README.md



To learn more about this project, read the wiki.


This repository contains scripts and related explanations for the analysis of metagenomics data of the microbiome in infants during the first week of life.
The different parts of the workflow are described below. The links in the sub-headings below lead to descriptions of these different parts and how different scripts are connected. You can find the scripts behind the links next to the bullet points.

Part 1: Read preprocessing, assembly, gene prediction and read mapping using IMP

The first steps of this analysis are done by the Integrated Metaomics Pipeline IMP.

Part 2: Curation of assembled contigs to remove artefactual sequences

In this part of the analysis, a pre-binning of sample contigs with contigs from a contamination control sample is performed and contigs that cluster with the contaminant sequences are removed.

fastaExtractCutRibosomal1000.pl
calculateContigLength.pl
160920_autocluster_contamination_1000.R
fastaExtractCutRibosomalNoCutoff.pl
160920_autocluster_contamination_1.R
fastaExtractrRNA4dom.pl


Part 3: Annotation of genes with KEGG orthologous groups (KOs) and counting of reads per KO

Here, HMMs are used to annotate the predicted genes with KOs. The number of reads mapping to each KO in each sample are then counted for later differential analysis.

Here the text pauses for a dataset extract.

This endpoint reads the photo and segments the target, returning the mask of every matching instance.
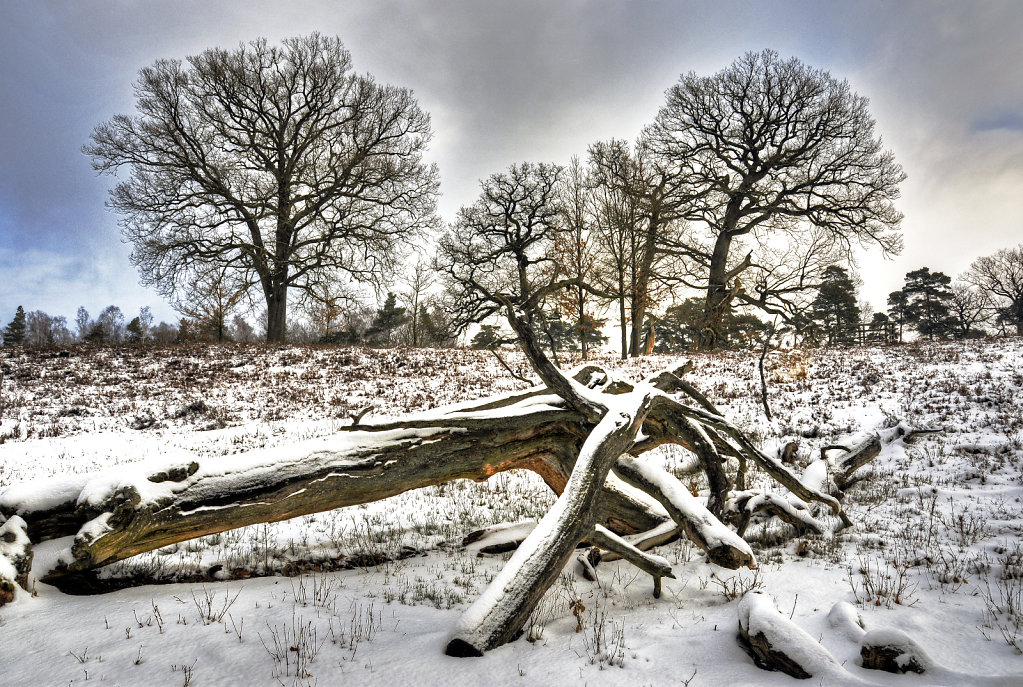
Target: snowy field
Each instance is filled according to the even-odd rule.
[[[0,489],[183,452],[216,460],[330,433],[370,404],[380,420],[523,386],[475,351],[0,356]],[[525,636],[483,658],[444,646],[509,554],[461,540],[542,515],[553,496],[532,473],[185,542],[108,566],[103,594],[37,584],[0,608],[0,685],[795,684],[737,643],[749,592],[844,666],[813,684],[1023,684],[1023,340],[774,354],[772,422],[753,354],[694,360],[691,381],[768,453],[798,440],[803,465],[898,422],[944,431],[885,446],[847,493],[852,530],[800,539],[759,523],[747,533],[757,570],[670,544],[657,553],[677,579],[660,599],[627,563],[599,565],[597,582],[570,565]],[[632,378],[677,365],[601,362]],[[671,469],[679,454],[659,459]],[[860,668],[857,613],[913,638],[928,673]]]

161114_filter_gff_Pooled_noconta_1.R
hmmscan_addBest2gff.pl
161129_filter_prokka_Pooled_noconta_1.R


Part 4: Binning of contigs into population-level genomes

Contigs are binned using the algorithm developed for the MuSt study of type 1 diabetes. The scripts have been adapted for use with IMP output and previous curation of contigs.

fastaExtractCutRibosomal1000.pl
fastaExtractCutRibosomalNoCutoff.pl
160921_autoClust_noConta_evil_1000.R
160921_autoClust_noConta_evil_1.R


Part 5: Linking of population-level genomes over different samples using phylogenetic marker genes

In this step, the bins from the individual samples are connected based on the relatedness of the phylogenetic marker genes.

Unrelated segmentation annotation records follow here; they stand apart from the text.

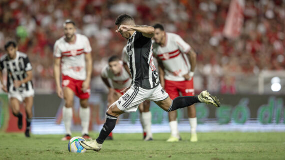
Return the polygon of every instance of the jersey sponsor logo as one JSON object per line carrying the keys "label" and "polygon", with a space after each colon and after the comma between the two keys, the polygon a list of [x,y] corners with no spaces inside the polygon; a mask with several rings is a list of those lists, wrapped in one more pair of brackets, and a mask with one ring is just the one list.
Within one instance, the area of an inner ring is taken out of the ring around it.
{"label": "jersey sponsor logo", "polygon": [[150,57],[150,66],[152,68],[152,71],[156,71],[156,66],[154,63],[154,57],[152,57],[152,57]]}
{"label": "jersey sponsor logo", "polygon": [[162,92],[162,94],[164,94],[165,91],[163,88],[162,88],[162,90],[160,90],[160,91]]}
{"label": "jersey sponsor logo", "polygon": [[181,72],[181,71],[182,71],[181,69],[180,69],[180,70],[178,70],[178,71],[173,71],[173,72],[172,72],[172,74],[173,75],[174,75],[174,76],[178,76],[180,74],[180,73]]}
{"label": "jersey sponsor logo", "polygon": [[180,53],[180,50],[179,49],[176,49],[172,52],[159,54],[158,56],[161,60],[164,60],[175,58],[178,56]]}
{"label": "jersey sponsor logo", "polygon": [[82,70],[82,69],[83,69],[83,66],[71,66],[69,68],[72,69],[74,72],[79,72]]}
{"label": "jersey sponsor logo", "polygon": [[70,84],[70,81],[68,79],[66,79],[62,81],[62,85],[64,86],[67,86]]}
{"label": "jersey sponsor logo", "polygon": [[72,50],[70,54],[72,56],[76,56],[77,54],[77,50]]}
{"label": "jersey sponsor logo", "polygon": [[166,60],[166,59],[169,59],[169,53],[164,53],[163,55],[163,57]]}

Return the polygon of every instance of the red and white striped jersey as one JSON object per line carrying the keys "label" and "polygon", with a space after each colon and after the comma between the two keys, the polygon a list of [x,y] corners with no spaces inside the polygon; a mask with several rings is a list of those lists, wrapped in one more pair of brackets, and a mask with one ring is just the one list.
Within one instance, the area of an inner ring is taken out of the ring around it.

Part 6: Taxonomic annotation of the bins

We use PhyloPhlAn to find the taxonomy of every bin.

Part 7: Linking strains and population-level genomes over different samples using SNV-patterns

To find which strains are common to several samples based on reads and potentially linked to reconstructed genomes, we use StrainPhlAn.

Part 8: Analysis of intra- and inter-population variability

In this step, single nucleotide variants (SNVs) are used to examine the intra- and inter-population variability of the population-level genomes which were in common between different samples using Pogenom.

Coverage_Bins.R
getSize
Breadth.R


Part 9: mOTU analysis

To achieve a taxonomic overview, the relative abundances of metagenomic operational taxonomic units (mOTUs) were calculated from curated reads.